Por Redacción Judicial
En la ciudad de Victoria, provincia de Entre Ríos, se desarrolla una historia que recuerda dolorosamente al caso “Fornerón e hija vs. Argentina”, por el que el Estado nacional fue condenado por la Corte Interamericana de Derechos Humanos en 2012. En aquel entonces, la Justicia entrerriana fue señalada por vulnerar el derecho al vínculo familiar, impedir el acceso a la justicia y operar con prejuicio y rigidez procesal. Hoy, a más de una década, las mismas prácticas parecen repetirse con otros rostros, pero el mismo mecanismo.
Una madre —cuya identidad preservamos— enfrenta desde hace más de un año un sistema judicial que no solo desoye sus reclamos, sino que la castiga por insistir. Jueces recusados que continúan interviniendo sin resolver sus propias excusaciones, medidas arbitrarias dictadas inaudita parte, negativa a aplicar medidas de protección económica, uso de expedientes paralelos que confunden y desorientan, cortes de luz y gas ordenados por el propio juzgado mientras se impide el uso de la vivienda familiar. Todo esto mientras se la priva de ver a su hijo durante semanas sin ningún informe que lo justifique.

El juez denunciado, Juan Eduardo Lloveras, ha sido recusado y denunciado reiteradas veces ante el Jurado de Enjuiciamiento. Sin embargo, continúa resolviendo causas con el aval de un Poder Judicial que prefiere cerrar filas antes que reconocer la posibilidad de un error o, peor aún, de un patrón de maltrato judicial. La madre fue incluso hostigada en su domicilio por la policía a instancias de resoluciones firmadas por el mismo magistrado. Ha sido tratada como enemiga del sistema por reclamar algo tan elemental como vivir con su hijo en condiciones dignas.
Los escritos de su defensa, firmados por el abogado Carlos Guillermo Reggiardo, documentan con precisión lo que está en juego: “Este no es solo un caso de desequilibrio económico o falta de tutela judicial. Es un proceso donde la Justicia ha sido utilizada para profundizar la desigualdad, para castigar a quien reclama y proteger al fuerte con recursos. Es el reverso exacto de lo que debería ser el Derecho de Familia”.
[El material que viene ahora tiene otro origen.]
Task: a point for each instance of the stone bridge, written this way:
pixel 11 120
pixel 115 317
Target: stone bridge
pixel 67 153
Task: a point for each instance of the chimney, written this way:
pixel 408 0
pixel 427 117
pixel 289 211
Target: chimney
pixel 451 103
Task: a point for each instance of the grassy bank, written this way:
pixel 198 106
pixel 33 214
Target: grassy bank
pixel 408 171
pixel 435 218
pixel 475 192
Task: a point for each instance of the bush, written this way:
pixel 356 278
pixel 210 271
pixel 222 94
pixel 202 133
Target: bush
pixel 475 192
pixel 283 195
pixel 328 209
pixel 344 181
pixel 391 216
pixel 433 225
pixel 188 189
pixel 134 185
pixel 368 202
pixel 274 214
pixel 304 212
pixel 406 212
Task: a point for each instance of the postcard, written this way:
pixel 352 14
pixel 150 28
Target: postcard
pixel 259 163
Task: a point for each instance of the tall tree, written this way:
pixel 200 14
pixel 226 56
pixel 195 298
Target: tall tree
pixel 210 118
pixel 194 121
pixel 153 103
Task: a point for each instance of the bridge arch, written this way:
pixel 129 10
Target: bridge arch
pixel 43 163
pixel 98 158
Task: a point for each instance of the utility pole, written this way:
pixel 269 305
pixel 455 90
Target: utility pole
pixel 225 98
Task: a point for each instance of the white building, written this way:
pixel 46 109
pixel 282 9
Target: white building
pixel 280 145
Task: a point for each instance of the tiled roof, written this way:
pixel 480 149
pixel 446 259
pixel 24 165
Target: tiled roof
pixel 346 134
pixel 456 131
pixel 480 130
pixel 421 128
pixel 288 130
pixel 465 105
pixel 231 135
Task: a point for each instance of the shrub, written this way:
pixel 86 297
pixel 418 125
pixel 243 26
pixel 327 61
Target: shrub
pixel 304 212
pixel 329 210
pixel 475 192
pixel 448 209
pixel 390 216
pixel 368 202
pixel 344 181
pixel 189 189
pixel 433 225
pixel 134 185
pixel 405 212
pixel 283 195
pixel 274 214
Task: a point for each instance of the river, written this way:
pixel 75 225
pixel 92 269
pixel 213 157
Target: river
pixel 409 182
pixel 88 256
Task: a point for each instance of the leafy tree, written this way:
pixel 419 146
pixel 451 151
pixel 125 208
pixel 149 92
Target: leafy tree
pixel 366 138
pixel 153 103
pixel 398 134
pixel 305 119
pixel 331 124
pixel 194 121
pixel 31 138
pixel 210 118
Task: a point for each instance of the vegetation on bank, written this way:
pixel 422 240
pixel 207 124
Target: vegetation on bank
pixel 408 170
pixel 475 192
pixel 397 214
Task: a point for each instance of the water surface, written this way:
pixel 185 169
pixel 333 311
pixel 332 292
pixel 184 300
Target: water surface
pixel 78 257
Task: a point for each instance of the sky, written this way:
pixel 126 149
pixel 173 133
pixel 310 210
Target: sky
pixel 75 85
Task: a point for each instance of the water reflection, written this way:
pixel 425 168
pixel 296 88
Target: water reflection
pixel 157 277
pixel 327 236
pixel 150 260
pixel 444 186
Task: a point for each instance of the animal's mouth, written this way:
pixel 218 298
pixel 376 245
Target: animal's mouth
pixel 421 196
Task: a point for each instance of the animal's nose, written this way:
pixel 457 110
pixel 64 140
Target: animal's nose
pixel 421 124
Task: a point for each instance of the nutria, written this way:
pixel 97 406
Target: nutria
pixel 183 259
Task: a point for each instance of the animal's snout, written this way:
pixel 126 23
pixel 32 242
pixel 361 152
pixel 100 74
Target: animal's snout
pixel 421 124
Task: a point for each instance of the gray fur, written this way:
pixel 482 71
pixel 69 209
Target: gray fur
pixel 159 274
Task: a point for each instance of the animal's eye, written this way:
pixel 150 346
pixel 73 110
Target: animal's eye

Las referencias al caso Fornerón no son antojadizas. En su fallo del 2012, la Corte Interamericana sostuvo que “el Estado argentino falló en su deber de garantizar el acceso a la justicia y la protección judicial, en un contexto donde el poder judicial actuó con prejuicio, rigidez y desapego a los derechos fundamentales”. La historia se repite en Victoria: un proceso viciado, dirigido por un juez cuestionado, sin medidas equitativas, y con una clara inversión de prioridades.
La madre ha invocado la Convención sobre los Derechos del Niño, la Convención de Belém do Pará, la Ley Nacional 26.485 y la Ley Provincial 10.058, todas ellas con jerarquía normativa clara. Ha citado jurisprudencia de la Corte Suprema argentina sobre tutela judicial efectiva y del STJER sobre la obligación de los jueces de actuar con sensibilidad en contextos de vulnerabilidad. Pero nada ha sido suficiente para frenar la maquinaria institucional que parece decidida a triturarla en lugar de escucharla.
Los recursos interpuestos, incluso los de inaplicabilidad de ley, han sido rechazados por tecnicismos que remiten a lo más rancio del formalismo judicial. “No hay sentencia definitiva”, dicen. “No se acredita la causal”, repiten. ¿No es acaso ese el mismo razonamiento que usó la Justicia entrerriana para desoír a Fornerón durante años?
Si algo enseña la condena internacional del caso Fornerón es que los procesos judiciales también pueden violar derechos humanos. Y que un juez parcial, un expediente manejado a discreción y una justicia que ampara a quien más tiene mientras castiga a quien reclama, configuran una vulneración sistemática.
En Victoria, hay una madre a la que se le niega justicia, a la que se la empuja a la pobreza, a la que se la separa de su hijo, y a la que se la acusa de maliciosa por pedir explicaciones. Si esto no es otro caso Fornerón, ¿qué lo es?
La pregunta no es retórica. Es urgente. Porque cuando la Justicia se vuelve parte del daño, el problema ya no es el expediente: es el sistema entero.